The skill modifies two parts of the codebase. On the host side, it updates the WhatsApp channel to detect image attachments, download them, and process them through sharp for resizing. On the container side, it updates the agent runner to include processed images as visual content blocks in the message sent to Claude.

After the skill applies, you rebuild the container image and restart the service. From that point on, any image sent in a registered chat is automatically processed — no configuration needed.

What the agent can do with images

Claude’s vision capabilities apply fully. The agent can:

Describe what’s in a photo
Read text from screenshots or documents
Identify objects, people’s expressions, or scenes
Compare multiple images sent in sequence
Answer questions about visual content

The agent doesn’t need to be told “look at this image” — it receives the image as part of the message and responds accordingly.

Image processing

Images are resized before being sent to Claude to balance quality against token usage. The sharp library handles format conversion and downscaling. Original images are saved to the group’s workspace directory in case the agent needs to reference them later.

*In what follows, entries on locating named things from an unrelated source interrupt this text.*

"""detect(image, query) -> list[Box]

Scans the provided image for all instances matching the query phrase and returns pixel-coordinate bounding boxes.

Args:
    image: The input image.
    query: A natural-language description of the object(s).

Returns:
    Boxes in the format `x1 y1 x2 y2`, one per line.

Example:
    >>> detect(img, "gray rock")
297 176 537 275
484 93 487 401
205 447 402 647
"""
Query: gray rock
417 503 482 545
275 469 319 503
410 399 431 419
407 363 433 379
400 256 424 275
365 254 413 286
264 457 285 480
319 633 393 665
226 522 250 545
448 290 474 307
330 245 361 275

The processing pipeline handles common WhatsApp image formats including JPEG, PNG, and WebP. If an image can’t be processed (corrupt file, unsupported format), the agent receives a note that an image was attached but couldn’t be read, rather than silently dropping it.

Troubleshooting

Agent doesn’t mention the image. Check container logs for “Loaded image” messages. If missing, the agent-runner source may not have been synced to existing group caches. Copy the updated source files to each group’s agent-runner-src/ directory and restart.

“Image - download failed.” The WhatsApp media download timed out or failed. This usually happens on unstable connections. Resending the image typically works.

“Image - processing failed.” Sharp may not be installed correctly. Run npm ls sharp to verify it’s present. Sharp uses native bindings, so a clean npm install may be needed if you’ve changed Node.js versions.

Tips

Image vision currently works with WhatsApp only. Other channels would need their own image-download logic.
Sending very large images (10+ MB) works but takes longer to download and process. WhatsApp compresses most photos before sending, so this is rarely an issue in practice.
The agent can handle multiple images in a single message. Each one is processed and passed as a separate content block.